There is a parallel to this in research on cancer patients. Those who met their diagnosis with a sense of resistance and optimism about getting better recovered more quickly and lived far longer without recurrence than those who accepted the diagnosis as a settled fate and didn’t try to resist it. (This rings true with me, since it was my own experience of fighting cancer that helped me understand how to deal with depression.)

The people interviewed for this mental health study had decided at some point to fight their illnesses. They challenged the idea that they would never fully recover and be able to live independent lives. They believed that they could minimize the effect of depression, anxiety and panic attacks and also regain the positive side of life.

To do that, they had to keep fighting every day or risk having depression take over completely. At some point, they had made a conscious decision to get better and found something or someone to fight for. Their lives, though, were not all about struggle and fighting.

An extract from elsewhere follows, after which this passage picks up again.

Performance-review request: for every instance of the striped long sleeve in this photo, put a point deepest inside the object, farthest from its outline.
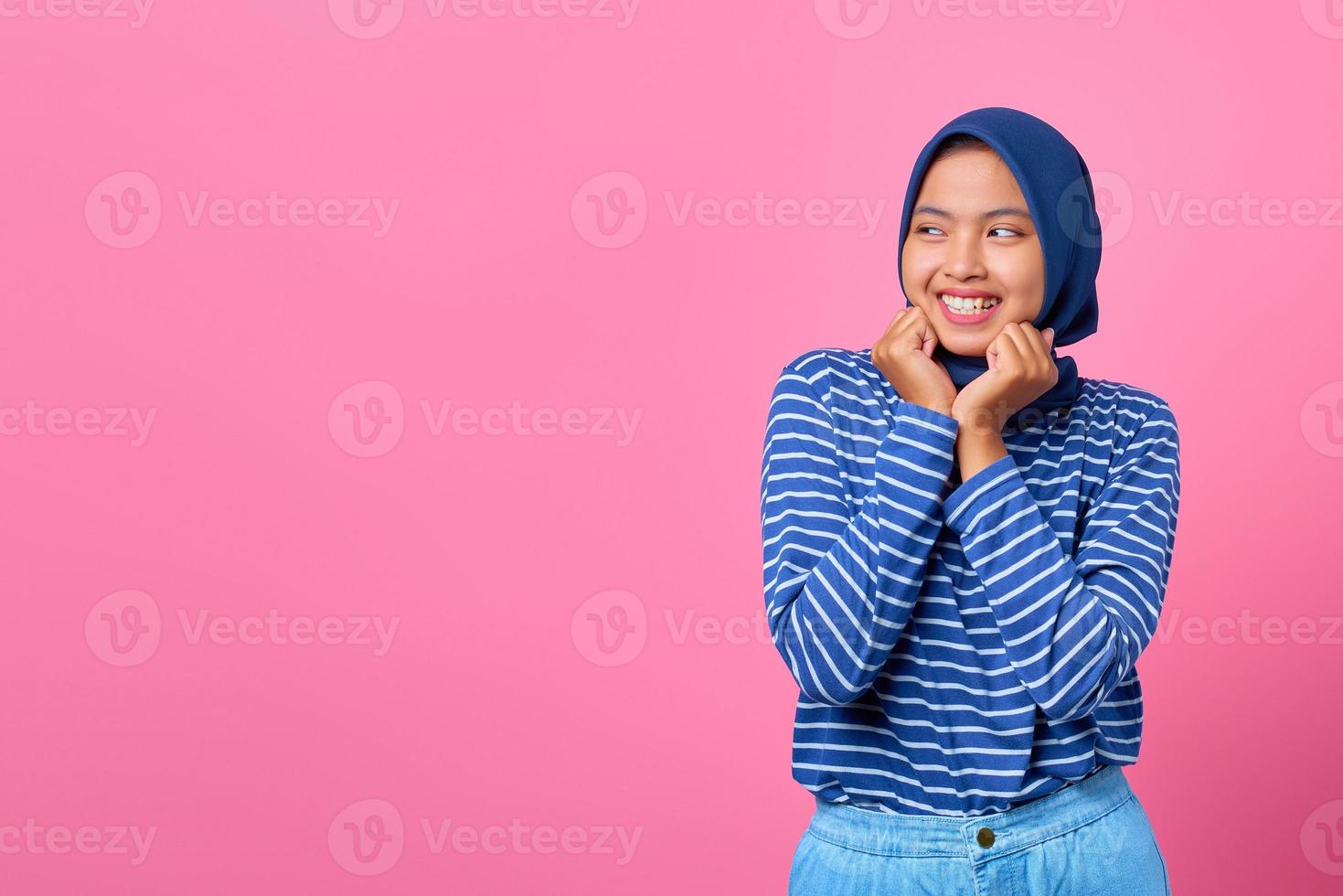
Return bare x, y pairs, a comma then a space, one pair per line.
839, 584
1073, 626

They were looking for peace of mind, a sense of belonging and self-acceptance. They simply wanted to feel that they were in control of their lives,. They wanted to help others, work in good occupations and feel happy.

Giving Up

They characterized the alternative to fighting as giving up and accepting the idea that they were chronic mental patients. The positive side of giving up was feeling comforted by the idea of being taken care of and looked after. But that would also mean resigning themselves to being able to do less in life.

It would mean probably never recovering to the point where they could hold the kind of jobs they wanted and live a full life in the community.

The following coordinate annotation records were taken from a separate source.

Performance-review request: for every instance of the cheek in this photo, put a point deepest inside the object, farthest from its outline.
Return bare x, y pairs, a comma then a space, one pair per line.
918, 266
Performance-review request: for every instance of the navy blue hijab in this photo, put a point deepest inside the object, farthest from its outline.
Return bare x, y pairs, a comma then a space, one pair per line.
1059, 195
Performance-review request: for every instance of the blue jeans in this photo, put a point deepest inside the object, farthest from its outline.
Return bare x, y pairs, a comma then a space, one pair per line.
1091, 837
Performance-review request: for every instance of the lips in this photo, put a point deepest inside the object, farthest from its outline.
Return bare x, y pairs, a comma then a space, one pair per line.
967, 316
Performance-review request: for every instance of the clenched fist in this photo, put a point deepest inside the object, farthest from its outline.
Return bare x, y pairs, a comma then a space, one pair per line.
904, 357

For many the question about their futures went back to their original diagnosis. Most of them had been told that they had a condition that would require treatment for the rest of their lives.

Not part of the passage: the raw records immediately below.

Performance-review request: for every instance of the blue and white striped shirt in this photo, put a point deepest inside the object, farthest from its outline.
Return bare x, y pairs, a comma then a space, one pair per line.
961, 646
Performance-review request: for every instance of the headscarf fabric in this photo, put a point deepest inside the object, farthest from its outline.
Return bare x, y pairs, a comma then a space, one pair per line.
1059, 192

Giving up meant accepting that assessment. Fighting meant confronting it.

Why Fighting Helps

Motivation can have a lot to do with depression. Martin Seligman, a founder of positive psychology, discovered a link between a sense of helplessness and the development of depressive symptoms. He also demonstrated that cognitive behavioral techniques could help people regain an inner motivation and sense of effectiveness.

If a person can make the personal decision to fight back, that can become the energizing basis for initiating change in behavior.

Each of the participants in this study described a turning point that helped them make that decision. Sometimes, it was the experience of being listened to and accepted, rather than talked at as a passive patient.

For others it was the ability to verbalize and explore traumatic experiences. By various methods, they were able to get a different sense of themselves and how they could deal with their illness.

Recovery in Small Steps

Talking about fighting and motivation can seem impossible when you’re in the middle of depression. But the participants in this study, like most people with depression, weren’t referring to anything earthshaking. As one put it:

“You’re not looking to move mountains, you know, you just want peace in your mind, have no more anxiety, no more depression, to be able to cope with the normal stresses of life.”

For another, a turning point came when she could take the most basic step of all:

“Actually my first big step towards recovery was, believe it or not, getting myself out of bed, talking myself out of bed. Now that sounds like a small step but it really was a major step for me, actually just to get out of bed.”

Sometimes living with depression is like that. You feel the pressure or weight of the illness holding you on one side of a line. You need to push hard to get to the other side of that line, where life goes on. On the inside, the effort to push against the illness feels like a titanic struggle, but on the outside it might look like the most ordinary event, one most people take for granted. Look at that – I got out of bed!

I think there can be a lot of fight and heroism in even the smallest steps of survival.